Tuesday 20 February 2007

Closer

Mike Nichols' Closer is a very different film to the norm. Adapted by Patrick Marber from his own stage play it is concerned with the lives of four people and their changing relationships over time as jealously and insecurity tears them apart. Certainly cheery subject matter, but it is to Nichols' credit that it never gets too much and that there is a layer of humour to be found within that laces the tale well. The story is told in episodic form skipping unknown amounts of time, cleverly never telling the audience more than you need to know and allowing you t fill in the blanks yourself. The performances throughout are excellent with Natalie Portman shining in a very different role to normal. Julia Roberts is the weak link in the chain though with another variation on the same character she usually plays, more hurt and restrained yes, but I never totally bought her character. The characters themselves are well realised and very human and many of the situations are well played. The main trouble is that they are all rather unlikeable. Jude Law plays a smarmy insecure failed writer, Clive Owen's doctor is the most tragic and repulsive, he longs for true connection but is a victim of his own primal instincts.
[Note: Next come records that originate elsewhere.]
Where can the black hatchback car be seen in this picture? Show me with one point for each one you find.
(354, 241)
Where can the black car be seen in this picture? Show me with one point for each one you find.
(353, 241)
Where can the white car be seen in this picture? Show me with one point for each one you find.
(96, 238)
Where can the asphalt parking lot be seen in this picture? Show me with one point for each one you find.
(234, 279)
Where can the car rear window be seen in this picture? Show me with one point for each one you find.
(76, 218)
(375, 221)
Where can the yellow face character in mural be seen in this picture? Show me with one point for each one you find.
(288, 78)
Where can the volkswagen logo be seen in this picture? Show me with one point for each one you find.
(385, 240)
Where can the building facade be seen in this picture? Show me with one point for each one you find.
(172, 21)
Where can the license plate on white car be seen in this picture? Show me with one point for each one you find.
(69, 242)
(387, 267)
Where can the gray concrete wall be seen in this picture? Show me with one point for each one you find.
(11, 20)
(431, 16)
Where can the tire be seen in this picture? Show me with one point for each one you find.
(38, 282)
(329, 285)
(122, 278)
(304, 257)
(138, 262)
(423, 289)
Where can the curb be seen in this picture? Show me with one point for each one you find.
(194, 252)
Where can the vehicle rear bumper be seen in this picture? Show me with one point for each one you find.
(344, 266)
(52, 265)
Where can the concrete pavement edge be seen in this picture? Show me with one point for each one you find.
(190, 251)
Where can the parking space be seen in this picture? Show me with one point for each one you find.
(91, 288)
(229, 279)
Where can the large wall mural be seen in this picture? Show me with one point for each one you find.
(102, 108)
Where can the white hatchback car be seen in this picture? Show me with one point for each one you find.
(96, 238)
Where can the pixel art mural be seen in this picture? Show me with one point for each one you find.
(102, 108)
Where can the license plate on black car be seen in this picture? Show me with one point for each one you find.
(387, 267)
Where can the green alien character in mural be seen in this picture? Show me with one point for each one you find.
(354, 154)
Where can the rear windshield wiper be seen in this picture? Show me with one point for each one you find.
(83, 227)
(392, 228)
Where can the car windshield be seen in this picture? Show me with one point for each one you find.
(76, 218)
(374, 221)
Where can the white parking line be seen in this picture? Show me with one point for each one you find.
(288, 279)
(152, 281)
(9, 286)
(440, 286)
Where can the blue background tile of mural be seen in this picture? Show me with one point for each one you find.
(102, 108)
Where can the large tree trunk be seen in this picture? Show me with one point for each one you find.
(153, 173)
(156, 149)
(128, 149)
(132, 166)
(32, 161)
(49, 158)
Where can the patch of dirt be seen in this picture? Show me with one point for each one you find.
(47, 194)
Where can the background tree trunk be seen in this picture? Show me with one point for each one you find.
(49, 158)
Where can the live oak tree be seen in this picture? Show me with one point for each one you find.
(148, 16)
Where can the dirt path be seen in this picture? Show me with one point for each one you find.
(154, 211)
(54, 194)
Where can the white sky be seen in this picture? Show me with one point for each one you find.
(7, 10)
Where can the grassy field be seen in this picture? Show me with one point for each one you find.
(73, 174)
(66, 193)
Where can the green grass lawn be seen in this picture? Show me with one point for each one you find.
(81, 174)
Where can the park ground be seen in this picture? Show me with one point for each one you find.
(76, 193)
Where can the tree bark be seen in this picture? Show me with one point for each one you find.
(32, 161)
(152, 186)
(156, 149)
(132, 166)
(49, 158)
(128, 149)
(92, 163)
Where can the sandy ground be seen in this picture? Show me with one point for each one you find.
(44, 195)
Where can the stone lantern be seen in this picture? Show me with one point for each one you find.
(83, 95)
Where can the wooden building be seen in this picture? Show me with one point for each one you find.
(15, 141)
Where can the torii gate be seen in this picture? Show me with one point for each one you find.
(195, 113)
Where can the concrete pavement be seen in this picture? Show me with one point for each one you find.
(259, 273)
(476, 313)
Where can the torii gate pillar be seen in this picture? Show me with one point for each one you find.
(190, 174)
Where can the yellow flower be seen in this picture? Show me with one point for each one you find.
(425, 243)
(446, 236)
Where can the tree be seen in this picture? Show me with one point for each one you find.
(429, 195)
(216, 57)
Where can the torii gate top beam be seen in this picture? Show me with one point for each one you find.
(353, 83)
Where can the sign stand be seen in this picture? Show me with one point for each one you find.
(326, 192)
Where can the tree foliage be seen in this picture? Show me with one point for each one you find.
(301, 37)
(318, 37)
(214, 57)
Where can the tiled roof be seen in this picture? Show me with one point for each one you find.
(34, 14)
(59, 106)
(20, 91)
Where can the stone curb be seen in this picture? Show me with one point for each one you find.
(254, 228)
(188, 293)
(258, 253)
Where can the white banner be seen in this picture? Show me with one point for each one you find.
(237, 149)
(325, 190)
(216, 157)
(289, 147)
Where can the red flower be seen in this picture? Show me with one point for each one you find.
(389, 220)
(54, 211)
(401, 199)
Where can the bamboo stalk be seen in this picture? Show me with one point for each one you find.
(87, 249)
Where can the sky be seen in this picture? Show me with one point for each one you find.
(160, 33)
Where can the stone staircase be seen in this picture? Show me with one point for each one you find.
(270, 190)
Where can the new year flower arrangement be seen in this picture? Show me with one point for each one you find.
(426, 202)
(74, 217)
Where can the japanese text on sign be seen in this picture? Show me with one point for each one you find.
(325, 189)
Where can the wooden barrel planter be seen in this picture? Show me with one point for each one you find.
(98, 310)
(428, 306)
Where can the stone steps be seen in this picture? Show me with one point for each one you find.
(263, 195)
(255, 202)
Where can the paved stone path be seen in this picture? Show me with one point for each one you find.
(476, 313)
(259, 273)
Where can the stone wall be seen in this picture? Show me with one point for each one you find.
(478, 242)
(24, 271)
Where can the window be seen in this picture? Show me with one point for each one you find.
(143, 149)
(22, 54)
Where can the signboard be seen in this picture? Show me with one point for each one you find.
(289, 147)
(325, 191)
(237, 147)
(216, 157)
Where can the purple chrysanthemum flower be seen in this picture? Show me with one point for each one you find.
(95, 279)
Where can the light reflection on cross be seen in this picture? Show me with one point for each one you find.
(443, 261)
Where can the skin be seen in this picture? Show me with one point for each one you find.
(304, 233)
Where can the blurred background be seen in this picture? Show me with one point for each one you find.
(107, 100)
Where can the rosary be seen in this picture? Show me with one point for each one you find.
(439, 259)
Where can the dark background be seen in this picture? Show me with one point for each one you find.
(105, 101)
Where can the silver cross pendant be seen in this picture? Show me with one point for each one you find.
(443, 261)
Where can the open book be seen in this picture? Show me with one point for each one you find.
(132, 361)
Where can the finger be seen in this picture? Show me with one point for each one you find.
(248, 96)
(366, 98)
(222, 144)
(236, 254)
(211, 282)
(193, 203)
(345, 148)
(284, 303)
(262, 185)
Natalie Portman plays deep hurt better than most actresses and her character hides true scars, and despite being the youngest, is the most aware of reality of the four. They all strive for happiness and believe it can come but she sees that as they are, it will always elude them. The film is quite slow and at first the characters failed to convince and grip but the ending is good and this is a quality piece of work that falls at one crucial stage: for a film about love and relationships it lacks what should be at the centre, heart. The character speak of love out of habit and conditioning not out of passion or kindness. They act selfishly hiding behind love as defence and reason and so never truly show it. Deliberate or not this leaves an emotional hole in the film and one it never quite manages to cover. We just don't care about these people enough and so you leave rather detached and cold. This may be the state of modern relationships, but it leaves the film lacking where really it should be focusing. A different and dramatic look at modern relationships that is well made and suberbly acted, but is so cynical that it ends up failing to draw you to these characters, who all lack that most important element of life - soul.